Before I went to sleep last night, I took out my favorite brown leather bound notebook and wrote random thoughts about the people who matter most to me in life.  I wrote about people who’s name I couldn’t exactly remember, but still had memories of their face. I wrote a letter that I’ll probably never give to the person it’s addressed to, but I needed to put the thoughts to paper. I don’t know if/when I’ll ever feel that my memory is back to 100%, but I refuse to let it get the best of me and my memories.

  1. December 18, 2008 - Reply

    There you go getting all sentimental. WTF, I wanted to see honkey bashing, but you go ahead and yank at the heart strings. lol
    Hope I was in that notebook…..we were like an International Foods coffee commercial. : ) lol

    • December 18, 2008 - Reply

      @Mikey Balls

      LMAO! You know! The minute I put on my serious hat, you gotta go and ruin it!
      JEAN LUC!!!!!!!!!!!!!!!!
      wait, you’re Italian…so it would be more like Jean LUCinni!!!!!!!

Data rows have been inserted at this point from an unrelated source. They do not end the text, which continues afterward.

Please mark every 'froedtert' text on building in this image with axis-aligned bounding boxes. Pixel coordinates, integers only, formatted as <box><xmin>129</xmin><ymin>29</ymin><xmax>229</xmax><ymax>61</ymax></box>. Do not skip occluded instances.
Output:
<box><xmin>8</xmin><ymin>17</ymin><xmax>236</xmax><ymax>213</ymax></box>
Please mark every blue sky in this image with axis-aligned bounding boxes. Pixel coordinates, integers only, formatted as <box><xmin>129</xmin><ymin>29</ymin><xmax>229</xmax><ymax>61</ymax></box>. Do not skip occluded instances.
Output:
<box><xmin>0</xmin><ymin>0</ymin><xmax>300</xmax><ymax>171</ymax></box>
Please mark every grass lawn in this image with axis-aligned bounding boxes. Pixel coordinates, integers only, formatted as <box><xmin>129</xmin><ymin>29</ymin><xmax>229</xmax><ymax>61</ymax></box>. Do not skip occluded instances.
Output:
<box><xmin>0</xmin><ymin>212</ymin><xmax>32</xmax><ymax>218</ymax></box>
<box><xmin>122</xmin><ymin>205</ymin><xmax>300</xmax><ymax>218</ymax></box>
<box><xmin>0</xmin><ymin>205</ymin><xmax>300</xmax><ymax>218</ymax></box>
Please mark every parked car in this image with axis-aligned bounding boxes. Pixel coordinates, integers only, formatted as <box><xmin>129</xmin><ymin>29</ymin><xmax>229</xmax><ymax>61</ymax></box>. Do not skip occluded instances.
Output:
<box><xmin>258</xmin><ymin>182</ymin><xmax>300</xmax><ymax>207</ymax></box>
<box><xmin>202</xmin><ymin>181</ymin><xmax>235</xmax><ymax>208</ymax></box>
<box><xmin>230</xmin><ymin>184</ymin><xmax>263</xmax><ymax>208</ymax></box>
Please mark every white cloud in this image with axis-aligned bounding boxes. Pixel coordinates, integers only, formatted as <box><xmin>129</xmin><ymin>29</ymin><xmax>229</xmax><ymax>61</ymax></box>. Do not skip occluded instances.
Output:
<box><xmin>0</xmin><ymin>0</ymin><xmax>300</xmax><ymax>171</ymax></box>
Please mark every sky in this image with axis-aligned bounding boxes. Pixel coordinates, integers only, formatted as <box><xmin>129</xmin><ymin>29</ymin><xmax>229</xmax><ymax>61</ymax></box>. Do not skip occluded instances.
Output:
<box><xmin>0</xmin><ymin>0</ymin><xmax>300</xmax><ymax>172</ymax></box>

  2. December 18, 2008 - Reply

    HAHAHAHA……youtube Queen!
    Now I want flavored coffee.

  3. December 18, 2008 - Reply

    Oddly enough…I do understand to a degree. Due to my disorder (of which you’re already privy) I have short term memory loss. Walking into a room and forgetting what I’m there for is commonplace. I often forget what I said and what people told me. There is even a routine of sorts, to which when I forget what I’m in a room for my mom will tell me when she sees me standing there in a daze.
    I hope that you find something that can aide in reversing these effects. You always have me to talk to…if you can remember my name. LOL *I love you*

    • December 19, 2008 - Reply

      @Kiwi

      How would I ever forget your name! I see it constantly every day lol!
      Thanks for the words of encouragement as always! Mucho Besos!

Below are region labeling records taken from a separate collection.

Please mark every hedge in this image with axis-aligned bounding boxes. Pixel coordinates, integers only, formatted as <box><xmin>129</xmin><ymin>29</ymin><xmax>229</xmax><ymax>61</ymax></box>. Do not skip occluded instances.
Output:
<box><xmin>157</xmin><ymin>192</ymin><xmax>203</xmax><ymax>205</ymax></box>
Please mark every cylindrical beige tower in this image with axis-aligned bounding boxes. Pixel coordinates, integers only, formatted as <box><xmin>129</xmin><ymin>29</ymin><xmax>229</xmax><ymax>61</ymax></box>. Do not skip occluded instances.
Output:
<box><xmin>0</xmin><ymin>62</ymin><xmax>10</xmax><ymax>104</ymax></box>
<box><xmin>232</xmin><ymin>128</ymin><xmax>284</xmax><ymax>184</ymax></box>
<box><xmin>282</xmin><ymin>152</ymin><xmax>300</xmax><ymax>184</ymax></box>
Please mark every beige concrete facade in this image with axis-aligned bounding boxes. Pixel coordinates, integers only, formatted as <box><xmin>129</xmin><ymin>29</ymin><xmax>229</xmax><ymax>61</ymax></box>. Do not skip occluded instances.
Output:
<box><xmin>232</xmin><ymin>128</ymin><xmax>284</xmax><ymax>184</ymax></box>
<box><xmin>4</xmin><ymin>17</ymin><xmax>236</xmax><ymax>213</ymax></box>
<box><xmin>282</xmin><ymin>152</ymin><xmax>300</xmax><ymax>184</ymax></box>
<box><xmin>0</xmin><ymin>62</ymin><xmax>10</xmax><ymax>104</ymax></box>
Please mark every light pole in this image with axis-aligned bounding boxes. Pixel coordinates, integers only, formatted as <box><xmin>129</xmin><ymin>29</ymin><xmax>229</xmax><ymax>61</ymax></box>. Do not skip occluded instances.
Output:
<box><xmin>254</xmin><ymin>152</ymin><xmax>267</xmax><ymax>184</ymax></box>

  4. December 18, 2008 - Reply

    Damn I’m sorry you are going thru this. Hey maybe that writing excercise is the3 way to go. I saw a documentary where this guy lost his complete memory from an accident. He had to retrain his mind and writing is how he did it.
    Prescription drugs are a trip. I’ve been taking meds for a while now as you know. The part that I hate is the weight gain. That shit is depressing. And for me, thats a catch twenty two. I’d be damned if I go back on depression pills. That shit used to weird me out so I took myself off of them. Come to think about it…thats probably why I’m crazy.

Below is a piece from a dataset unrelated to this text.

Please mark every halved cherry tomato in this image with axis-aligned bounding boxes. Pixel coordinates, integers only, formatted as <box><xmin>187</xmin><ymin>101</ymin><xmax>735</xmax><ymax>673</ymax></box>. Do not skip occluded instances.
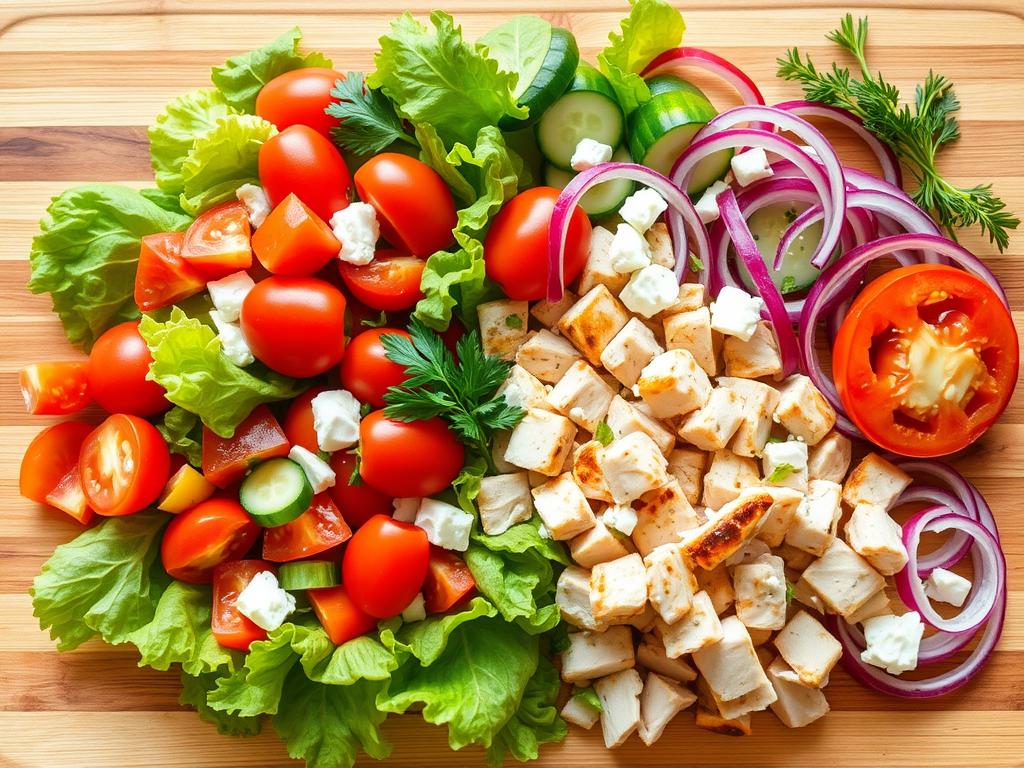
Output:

    • December 19, 2008 - Reply

      @RiPPa

      Weight gain? Yeah, I couldnt’ deal with that..ironically my meds actually cause the complete opposite! Weight loss, but you know, some people would appreciate that, but earlier this spring & summer, the drastic amount that I loss was a bit too much for me…lol.
      You’re not crazy, you just play a crazy person on the internet lol

  5. December 19, 2008 - Reply

    Wow – such inspiration!

    • December 19, 2008 - Reply

      @darius T. Williams

      Thanks! I’m glad you enjoyed it!